Reputation: 48436
How do I set up a TensorFlow in the Google cloud? I understand how to create a Google Compute Engine instance, and how to run TensorFlow locally; and a recent Google blog post suggests that there ought to be a way to create a Google Compute Engine instance and run TensorFlow applications in the cloud:
Machine Learning projects can come in many sizes, and as we’ve seen with our open source offering TensorFlow, projects often need to scale up. Some small tasks are best handled with a local solution running on one’s desktop, while large scale applications require both the scale and dependability of a hosted solution. Google Cloud Machine Learning aims to support the full range and provide a seamless transition from local to cloud environment.
Even if I'm reading a bit much into this, it has to be the case, given what competing platforms such as Microsoft's Azure offer, that there's a way to set up TensorFlow applications (developed locally and "seamlessly" scaled up into the cloud, presumably using GPUs) in the Google cloud.
For example, I'd like to work locally in my IDE tuning the features and code for my project, running limited training and validation there, and push the code periodically to the cloud to run train there with (arbitrarily) greater resources, and then save and download the trained model. Or perhaps even better, just run the graphs (or parts of graphs) in the cloud using tunable resources.

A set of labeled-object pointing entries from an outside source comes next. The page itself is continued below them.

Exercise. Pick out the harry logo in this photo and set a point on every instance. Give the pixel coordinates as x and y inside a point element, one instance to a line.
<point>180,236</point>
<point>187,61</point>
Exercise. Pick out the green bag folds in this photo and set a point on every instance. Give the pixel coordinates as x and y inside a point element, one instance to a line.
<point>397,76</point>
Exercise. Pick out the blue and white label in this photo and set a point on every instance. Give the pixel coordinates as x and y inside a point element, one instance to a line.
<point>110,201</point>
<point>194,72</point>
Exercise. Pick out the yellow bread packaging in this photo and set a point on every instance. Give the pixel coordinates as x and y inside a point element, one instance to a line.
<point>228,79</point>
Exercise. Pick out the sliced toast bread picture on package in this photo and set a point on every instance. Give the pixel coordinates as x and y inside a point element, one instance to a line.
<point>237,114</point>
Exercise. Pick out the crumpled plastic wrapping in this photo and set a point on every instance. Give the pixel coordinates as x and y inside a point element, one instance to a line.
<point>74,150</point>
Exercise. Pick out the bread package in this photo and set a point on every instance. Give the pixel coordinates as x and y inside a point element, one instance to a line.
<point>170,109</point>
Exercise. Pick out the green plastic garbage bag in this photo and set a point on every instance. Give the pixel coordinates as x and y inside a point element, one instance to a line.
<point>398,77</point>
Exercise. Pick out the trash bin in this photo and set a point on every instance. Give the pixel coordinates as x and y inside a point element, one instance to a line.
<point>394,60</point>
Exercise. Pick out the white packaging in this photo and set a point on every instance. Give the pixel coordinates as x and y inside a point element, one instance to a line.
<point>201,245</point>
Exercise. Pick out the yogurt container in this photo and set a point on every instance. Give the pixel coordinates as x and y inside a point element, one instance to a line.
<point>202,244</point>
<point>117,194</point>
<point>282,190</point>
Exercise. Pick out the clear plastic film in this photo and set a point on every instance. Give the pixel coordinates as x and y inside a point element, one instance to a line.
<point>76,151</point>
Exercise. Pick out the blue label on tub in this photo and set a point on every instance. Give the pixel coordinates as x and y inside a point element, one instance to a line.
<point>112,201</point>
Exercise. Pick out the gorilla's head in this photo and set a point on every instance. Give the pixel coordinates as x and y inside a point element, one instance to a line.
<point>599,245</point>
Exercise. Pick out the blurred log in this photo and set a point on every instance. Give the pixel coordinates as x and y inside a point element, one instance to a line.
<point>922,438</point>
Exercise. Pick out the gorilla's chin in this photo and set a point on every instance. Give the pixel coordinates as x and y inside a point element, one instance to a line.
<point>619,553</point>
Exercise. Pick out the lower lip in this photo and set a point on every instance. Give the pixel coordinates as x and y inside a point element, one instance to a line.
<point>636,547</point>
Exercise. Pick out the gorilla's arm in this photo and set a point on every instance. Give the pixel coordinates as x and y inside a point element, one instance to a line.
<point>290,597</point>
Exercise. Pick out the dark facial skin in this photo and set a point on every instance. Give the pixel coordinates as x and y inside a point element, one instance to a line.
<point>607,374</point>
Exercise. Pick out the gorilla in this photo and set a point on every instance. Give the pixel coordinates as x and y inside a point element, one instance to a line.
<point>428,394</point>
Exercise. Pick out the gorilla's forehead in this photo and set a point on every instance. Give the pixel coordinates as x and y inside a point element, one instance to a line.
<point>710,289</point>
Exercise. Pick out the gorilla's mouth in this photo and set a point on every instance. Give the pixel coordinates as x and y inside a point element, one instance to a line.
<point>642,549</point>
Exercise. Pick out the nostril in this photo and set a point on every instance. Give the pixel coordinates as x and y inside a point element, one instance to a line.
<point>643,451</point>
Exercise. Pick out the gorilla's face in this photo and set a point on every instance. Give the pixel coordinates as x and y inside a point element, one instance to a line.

Is there a way to do this; is one planned? How do I set up TensorFlow in the Google cloud?
Upvotes: 16
Views: 12553
Reputation: 10463
Jan 2025 - initially google had linux images with preinstalled tensorflow. Now it is not that simple. When you create a larger GPU machines like A2/A3 the images are with Debian and preinstalled things like conda, scikit etc but no tensorflow.
And you cannot install tensorflow globally as it would break many Debian dependencies. I tried to install tensorflow by simply pip install tensorflow
and it started to uninstall pre-installed packages like numpy and broke down in the middle.
So the only way currently, on A2/A3 machine or higher - is to make conda (pre-installed) environment and install everything there, independently from the pre-installed packages, which kinda defies the purpose of using image with everything preinstalled that nothing you can use..
Also a consideration that once you start installing packages yourself - you might get spend an hour or tow and a high spec GPU VM can easily cost a $100 per hr.. But it is still cheaper than buying and running an H100 locally.
However there is another option - IF you ok with 16Gb GPUs. You can use "click to deploy":
https://console.cloud.google.com/marketplace/details/click-to-deploy-images/deeplearning
they offer 16Gbs GPUs on N1 machines with auto install of Nvidia drivers and you can choose a Tensorflow version, so you get everything in one go.. And 16Gb GPUs hourly rates are a lot cheaper than 40Gb cards.
Upvotes: 0
Reputation: 802
Depending on the use case, there can be multiple ways. At the moment the following two methods come to my mind:
1) Select Project/ Computer Engine/ VM instances/ create VM instance. Then go to VM instances, Check the Instance/ click on SSH (needs "gcloud" )/ copy the command and run in cloud shell. Now you are in a virtual machine of your own. Install pip3 here. Install tensorflow (cpu or gpu version). and use it :)
Currently, google cloud is supporting tensorflow version <= 1.4.
If you are interested in using tensorflow-gpu==2.0, you can use google Cloud Funcitons at https://cloud.google.com/blog/products/ai-machine-learning/how-to-serve-deep-learning-models-using-tensorflow-2-0-with-cloud-functions
2) You can use google cloud AI Platform https://cloud.google.com/ml-engine/docs/packaging-trainer
It is also supporting tensorflow version <= 1.4 at the moment.
Upvotes: 0
Reputation: 18200
As described on the Kubernetes blog, you can run TensorFlow on Kubernetes. It links to "a step-by-step tutorial that shows you how to create the TensorFlow Serving Docker container to serve the Inception-v3 image classification model", which you should be able to adapt to running your own TensorFlow workload. You can use Google Container Engine to run Kubernetes on Google's cloud.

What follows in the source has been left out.